A young woman from Cedarville praised the work of Court Appointed Special Advocates of Crawford County and her former advocate on Nov. 13.
The accolades came during CASA’s volunteer/board appreciation dinner at the Crawford County Adult Education Center.
Guest speaker Anna Rice, 20, said her advocate, Phyllis Kerby, helped her through some very troublesome times.
“In the middle of my teenage years, the only one who I could really trust with anything was my CASA advocate,” Rice said. “Mrs. Kerby was the one who believed in me when no one else did.”
Rice, a sophomore at the University of Arkansas - Fort Smith majoring in social work, said Kerby went above and beyond for her.
“She drove the distance to make sure that I was alright in my home and to check how my school was going,” she said. “She interacted with my grandparents who meant a great deal to me. She formed lasting memories and built strong friendships.”
Kerby was recently honored as a Court Appointed Special Advocate’s Face of Arkansas.
Rice said her life was turned upside down in 2012 when she became a ward of the state.
“While in custody I was very alone,” Rice said. “I was not able to associate with friends or family to help comfort me through. My life was very unstable and I went through several case workers barely knowing most them.”
She recalls sitting in the waiting area of the courthouse by herself “and the stranger that was stating my case.”
“I did not know her and I did not trust her,” Rice said. “I was scared to even talk to her. Then during one court date I was appointed a special advocate. Little did I know that I was going to grow close to her as well my newest case worker. From then on out I always had someone to sit by while waiting for my case to come up in the courtroom. And while in the courtroom when I felt afraid I knew I could look for her in the stands and she would be there supporting me through it all.”
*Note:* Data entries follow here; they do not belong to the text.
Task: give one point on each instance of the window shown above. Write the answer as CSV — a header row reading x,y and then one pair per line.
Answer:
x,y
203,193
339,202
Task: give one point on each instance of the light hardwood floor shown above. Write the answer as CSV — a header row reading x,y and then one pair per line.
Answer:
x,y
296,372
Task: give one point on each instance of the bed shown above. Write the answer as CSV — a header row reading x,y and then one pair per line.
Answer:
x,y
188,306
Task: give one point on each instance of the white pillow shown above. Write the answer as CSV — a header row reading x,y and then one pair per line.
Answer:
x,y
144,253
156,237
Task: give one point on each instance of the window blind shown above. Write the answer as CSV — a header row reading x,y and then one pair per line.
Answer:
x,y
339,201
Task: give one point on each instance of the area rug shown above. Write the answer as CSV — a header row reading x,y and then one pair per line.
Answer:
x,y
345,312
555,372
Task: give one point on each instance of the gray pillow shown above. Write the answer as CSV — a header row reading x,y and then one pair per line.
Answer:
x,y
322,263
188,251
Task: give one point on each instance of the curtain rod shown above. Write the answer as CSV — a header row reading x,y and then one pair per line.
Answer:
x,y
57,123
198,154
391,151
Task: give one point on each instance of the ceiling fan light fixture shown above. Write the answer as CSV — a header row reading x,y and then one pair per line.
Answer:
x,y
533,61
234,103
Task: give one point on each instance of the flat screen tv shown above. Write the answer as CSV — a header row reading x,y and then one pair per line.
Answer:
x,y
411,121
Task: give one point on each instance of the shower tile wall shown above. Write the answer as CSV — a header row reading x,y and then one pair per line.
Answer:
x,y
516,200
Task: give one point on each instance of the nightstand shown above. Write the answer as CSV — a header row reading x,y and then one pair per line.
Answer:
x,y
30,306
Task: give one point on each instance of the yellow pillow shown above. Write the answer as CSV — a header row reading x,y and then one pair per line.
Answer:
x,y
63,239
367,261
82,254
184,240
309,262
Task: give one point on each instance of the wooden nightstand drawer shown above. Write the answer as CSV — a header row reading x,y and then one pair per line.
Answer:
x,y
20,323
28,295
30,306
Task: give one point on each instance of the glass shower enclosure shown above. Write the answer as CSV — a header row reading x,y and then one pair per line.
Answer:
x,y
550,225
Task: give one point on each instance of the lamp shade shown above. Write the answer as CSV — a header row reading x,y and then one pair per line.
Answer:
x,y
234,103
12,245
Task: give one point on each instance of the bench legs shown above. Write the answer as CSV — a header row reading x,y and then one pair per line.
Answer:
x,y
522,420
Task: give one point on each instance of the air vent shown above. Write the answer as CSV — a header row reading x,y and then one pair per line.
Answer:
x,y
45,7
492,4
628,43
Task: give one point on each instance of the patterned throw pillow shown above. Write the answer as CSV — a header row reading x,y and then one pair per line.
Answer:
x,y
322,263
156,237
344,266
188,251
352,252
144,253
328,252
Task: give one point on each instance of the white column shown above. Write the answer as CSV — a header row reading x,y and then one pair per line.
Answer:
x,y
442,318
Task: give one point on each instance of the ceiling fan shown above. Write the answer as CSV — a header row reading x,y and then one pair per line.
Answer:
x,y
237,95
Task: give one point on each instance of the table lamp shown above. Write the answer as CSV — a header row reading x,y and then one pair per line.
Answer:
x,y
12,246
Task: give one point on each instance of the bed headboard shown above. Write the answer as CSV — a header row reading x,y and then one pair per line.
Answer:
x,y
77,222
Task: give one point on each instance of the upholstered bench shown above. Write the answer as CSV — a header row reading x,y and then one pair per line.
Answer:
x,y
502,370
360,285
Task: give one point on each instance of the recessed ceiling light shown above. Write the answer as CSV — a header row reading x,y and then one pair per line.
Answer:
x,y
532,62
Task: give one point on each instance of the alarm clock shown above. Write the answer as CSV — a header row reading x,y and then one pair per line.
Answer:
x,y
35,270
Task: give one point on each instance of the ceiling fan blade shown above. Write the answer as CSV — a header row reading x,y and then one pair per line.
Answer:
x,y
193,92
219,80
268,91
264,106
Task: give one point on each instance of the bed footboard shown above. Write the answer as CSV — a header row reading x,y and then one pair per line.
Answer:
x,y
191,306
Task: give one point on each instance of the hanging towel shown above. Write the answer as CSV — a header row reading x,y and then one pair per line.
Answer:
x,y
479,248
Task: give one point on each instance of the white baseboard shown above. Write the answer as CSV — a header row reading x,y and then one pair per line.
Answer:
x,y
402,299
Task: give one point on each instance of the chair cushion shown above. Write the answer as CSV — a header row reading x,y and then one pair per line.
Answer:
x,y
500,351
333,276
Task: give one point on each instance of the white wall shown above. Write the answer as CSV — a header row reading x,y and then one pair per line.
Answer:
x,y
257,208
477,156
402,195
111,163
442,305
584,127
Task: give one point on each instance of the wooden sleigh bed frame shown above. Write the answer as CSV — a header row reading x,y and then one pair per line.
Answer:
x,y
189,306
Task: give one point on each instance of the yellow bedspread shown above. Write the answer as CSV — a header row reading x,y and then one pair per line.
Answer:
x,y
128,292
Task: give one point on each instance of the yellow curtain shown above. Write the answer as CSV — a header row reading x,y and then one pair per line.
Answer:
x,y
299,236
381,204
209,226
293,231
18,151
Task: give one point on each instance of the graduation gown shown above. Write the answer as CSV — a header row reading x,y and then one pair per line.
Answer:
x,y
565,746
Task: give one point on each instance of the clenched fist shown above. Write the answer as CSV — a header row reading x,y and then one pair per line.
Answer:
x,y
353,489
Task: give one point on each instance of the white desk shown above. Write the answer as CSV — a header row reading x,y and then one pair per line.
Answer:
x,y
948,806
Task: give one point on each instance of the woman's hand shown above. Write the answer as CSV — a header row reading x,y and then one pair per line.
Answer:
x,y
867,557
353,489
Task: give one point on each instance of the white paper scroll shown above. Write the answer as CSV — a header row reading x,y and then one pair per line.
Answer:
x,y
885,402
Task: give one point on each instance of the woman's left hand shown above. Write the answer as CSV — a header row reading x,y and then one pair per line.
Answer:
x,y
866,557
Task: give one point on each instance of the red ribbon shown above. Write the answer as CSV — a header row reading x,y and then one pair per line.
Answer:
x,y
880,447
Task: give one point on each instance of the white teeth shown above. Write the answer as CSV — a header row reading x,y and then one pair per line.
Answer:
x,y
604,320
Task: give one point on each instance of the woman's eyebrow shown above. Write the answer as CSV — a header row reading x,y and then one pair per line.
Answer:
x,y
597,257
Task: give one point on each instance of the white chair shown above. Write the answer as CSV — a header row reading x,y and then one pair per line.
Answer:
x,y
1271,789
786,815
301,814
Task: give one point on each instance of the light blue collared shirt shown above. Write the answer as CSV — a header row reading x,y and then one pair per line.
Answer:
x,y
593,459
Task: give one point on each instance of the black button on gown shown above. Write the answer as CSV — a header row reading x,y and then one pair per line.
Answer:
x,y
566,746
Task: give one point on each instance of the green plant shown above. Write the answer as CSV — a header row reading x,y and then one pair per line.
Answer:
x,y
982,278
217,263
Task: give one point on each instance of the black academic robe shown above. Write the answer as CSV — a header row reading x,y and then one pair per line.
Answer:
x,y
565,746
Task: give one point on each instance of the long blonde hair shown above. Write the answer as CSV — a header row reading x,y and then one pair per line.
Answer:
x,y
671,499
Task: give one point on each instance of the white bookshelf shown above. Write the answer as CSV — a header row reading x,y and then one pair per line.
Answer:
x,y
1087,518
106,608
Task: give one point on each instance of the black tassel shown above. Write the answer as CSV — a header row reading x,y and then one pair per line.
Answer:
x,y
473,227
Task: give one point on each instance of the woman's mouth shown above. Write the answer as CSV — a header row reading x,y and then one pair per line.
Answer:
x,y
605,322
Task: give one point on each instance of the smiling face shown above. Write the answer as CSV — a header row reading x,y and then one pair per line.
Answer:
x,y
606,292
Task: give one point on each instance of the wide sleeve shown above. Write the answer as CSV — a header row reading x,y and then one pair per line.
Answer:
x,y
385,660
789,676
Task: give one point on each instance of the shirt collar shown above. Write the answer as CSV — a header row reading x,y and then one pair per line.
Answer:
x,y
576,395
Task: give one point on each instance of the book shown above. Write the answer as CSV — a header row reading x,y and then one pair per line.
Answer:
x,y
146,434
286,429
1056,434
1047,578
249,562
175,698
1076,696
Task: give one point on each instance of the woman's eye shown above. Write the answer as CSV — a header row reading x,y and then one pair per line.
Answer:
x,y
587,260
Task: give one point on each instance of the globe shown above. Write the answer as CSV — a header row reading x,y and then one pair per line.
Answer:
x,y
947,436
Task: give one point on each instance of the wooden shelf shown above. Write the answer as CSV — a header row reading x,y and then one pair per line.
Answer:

Rice also told of a court appearance when some of her closest family members testified against her.
“I sat there and cried while he could not bare to even acknowledge my existence,” She said. “He was the person who I thought would always be there to support me but was there to tell the judge that I was a liar. I had been betrayed by the one person I looked up to.”
She said it was a heartbreaking day for her but also an eye opener.
“On that day Mrs. Kerby was the only one there to support me,” Rice said. “She continuously wiped my tears and told me it would all be okay.”
Rice’s bond with Kerby continued to grow.
“She could somehow sense when I was truly unhappy,” Rice said. “While in one home, I started to get into some trouble after being there a couple of months. My grades had start slipping and I was always getting into arguments with the parents. I had even gotten into a fight with one of the girls who I am friends with today.”
When Kerby would drive out to see Rice, she would tell her she was doing great.
“But she knew otherwise,” Rice said. “The only real reason I stayed as long as I did was because of the friends I made at school. I was afraid to start over and make knew ones. Then after a huge argument that seem like it went on for days, I decided it was time. I told Mrs. Kerby and my caseworker about the problems and I was soon relocated back to a shelter which I really didn’t mind because everyone there was going through a similar situation so they didn’t judge me.”
Rice sees Kerby as a courageous, respected and compassionate person who is a perfect representation of what a CASA is.
“She was the part of my journey that shaped me into the person I am today,” Rice said. “I am truly thankful for being appointed a CASA for all the love and support that you have shared with me.”